Progress 06/22/21 to 06/30/23
Outputs
Target Audience:The target audience of this project was molecular epidemiologists, swine diagnosticians (veterinary diagnostic labs), vaccine developers, and swine health professionals. Changes/Problems:
Nothing Reported
What opportunities for training and professional development has the project provided?The project was developed by a veterinarian PhD candidate (Dr. Nakarin Pamornchainavakul), supervised by the PI. Opportunities associated to development in areas as diverse as coding, virology, phylogenetics analysis and epidemiology were provided by this project. Oral presentations directly related to this project were accepted in international conferences, and the PhD candidate above mentioned performed the presentations. Poster presentations with products of this project were also done, the PhD candidate presenting all of those.
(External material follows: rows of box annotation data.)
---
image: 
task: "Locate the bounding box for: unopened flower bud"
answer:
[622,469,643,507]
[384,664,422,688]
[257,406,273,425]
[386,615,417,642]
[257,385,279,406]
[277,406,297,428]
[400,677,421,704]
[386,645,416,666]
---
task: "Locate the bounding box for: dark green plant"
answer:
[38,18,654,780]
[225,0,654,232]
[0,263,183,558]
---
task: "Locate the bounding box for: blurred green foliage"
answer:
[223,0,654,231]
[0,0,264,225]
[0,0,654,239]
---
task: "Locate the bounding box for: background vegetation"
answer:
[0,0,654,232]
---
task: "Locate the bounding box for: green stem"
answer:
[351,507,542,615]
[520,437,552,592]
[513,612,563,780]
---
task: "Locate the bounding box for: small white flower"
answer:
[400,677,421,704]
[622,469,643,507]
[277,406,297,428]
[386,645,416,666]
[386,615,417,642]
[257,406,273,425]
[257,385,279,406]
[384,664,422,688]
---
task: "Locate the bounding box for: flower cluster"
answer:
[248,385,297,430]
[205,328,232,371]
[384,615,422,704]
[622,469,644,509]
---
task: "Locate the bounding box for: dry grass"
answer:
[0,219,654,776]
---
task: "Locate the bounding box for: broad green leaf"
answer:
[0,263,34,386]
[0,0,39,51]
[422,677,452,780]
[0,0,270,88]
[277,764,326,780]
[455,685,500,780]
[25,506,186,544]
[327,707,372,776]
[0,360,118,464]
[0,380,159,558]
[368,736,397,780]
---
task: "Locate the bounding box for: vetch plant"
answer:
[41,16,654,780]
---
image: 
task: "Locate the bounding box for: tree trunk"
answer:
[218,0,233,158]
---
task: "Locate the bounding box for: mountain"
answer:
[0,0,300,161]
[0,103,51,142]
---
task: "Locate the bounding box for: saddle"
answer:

These events provides a unique exposure opportunity and greater contact with peers in a professional environment. This work formed two chapters of the student's dissertation, which he expects to submit in January 2024. How have the results been disseminated to communities of interest? Results from this project have been disseminated to communities of interest. This was achieved by academic publications (2 published, one submitted), presentations at academic conferences (1) and industry meetings (3),lay articles in National Hog Farmer (2), and by podcast participation. What do you plan to do during the next reporting period to accomplish the goals?
Nothing Reported
Impacts
What was accomplished under these goals?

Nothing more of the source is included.